No hay tregua para Tony Blair. Apenas habían transcurrido tres horas desde su dimisión como primer ministro, el Cuarteto para la paz en Oriente Próximo le nombraba su enviado especial en la región.
A su sucesor en Downing Street, Gordon Brown, le espera una ardua tarea: cómo concretar ese «trabajo de cambio» que ha prometido y a la vez hacer valer el legado del ex primer ministro al que ha servido durante diez años, a fin de que las urnas le ratifiquen en el puesto.
Con todo, mucho más difícil es la meta que se ha fijado Blair en su nuevo cargo: la paz en Oriente Próximo. ¿Cómo puede ser que el mismo político que ha abandonado la jefatura del Gobierno británico antes de tiempo precisamente por su impopular invasión de Irak sea designado para mediar entre israelíes y palestinos? Desde luego, el nombramiento ha sido recibido con recelo en el mundo musulmán y con abierto rechazo por Hamas. Pero pocas personas reúnen las virtudes de Blair para el puesto.
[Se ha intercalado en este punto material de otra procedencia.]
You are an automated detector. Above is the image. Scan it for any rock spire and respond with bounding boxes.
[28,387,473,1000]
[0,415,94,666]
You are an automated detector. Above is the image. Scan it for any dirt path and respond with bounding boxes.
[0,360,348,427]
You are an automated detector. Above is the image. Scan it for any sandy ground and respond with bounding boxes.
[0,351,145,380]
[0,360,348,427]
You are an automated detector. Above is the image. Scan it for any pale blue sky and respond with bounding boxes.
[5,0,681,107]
En primer lugar, su visibilidad. A muchos les será difícil recordar quién fue su predecesor en ese cargo, James Wolfensohn. Al nombrar a Blair, el Cuarteto indica que se va a tomar en serio el proceso.
En segundo lugar, Blair es reconocido incluso por sus detractores como un político extraordinariamente persuasivo. El hecho de que esa habilidad la haya puesto en práctica con éxito en otro proceso de paz, el de Irlanda del Norte, resalta su idoneidad. Pese a las obvias diferencias entre el Ulster y Oriente Próximo, hay dos similitudes destacables: en ambos casos se trataba de conflictos enquistados, y en ambos había una parte -el IRA y Hamas- reacia al reconocimiento de la otra y dispuesta a recurrir al terrorismo para conseguir sus fines. De ahí que la experiencia de Blair en aquellas negociaciones pueda ser su mejor baza, y una que no presentaban otros potenciales candidatos del Cuarteto como Bill Clinton o James Baker.
Hay por último quienes recelan de que el nuevo enviado especial, por ser una persona tan cercana a Bush, tome partido por Israel. Sin embargo, sería muy poco realista pensar que puede alcanzarse cualquier acuerdo de paz contra el parecer de EEUU. Y en este sentido, pocos como Blair pueden tener influencia sobre Bush para hacerle considerar otras opciones.
La pregunta que queda flotando no es por tanto por qué Blair es bueno para el puesto, sino por qué el puesto es bueno para Blair. ¿Por qué acepta dejar de ser el primer ministro de una potencia para entregarse a una misión que parece imposible? Quizá la respuesta esté en esa vena idealista que durante su mandato quiso combinar con su pragmatismo. Pero, sobre todo, porque la paz en Oriente Próximo sería la mejor forma de quitarse la espina de Irak y concluir su legado como un pacificador.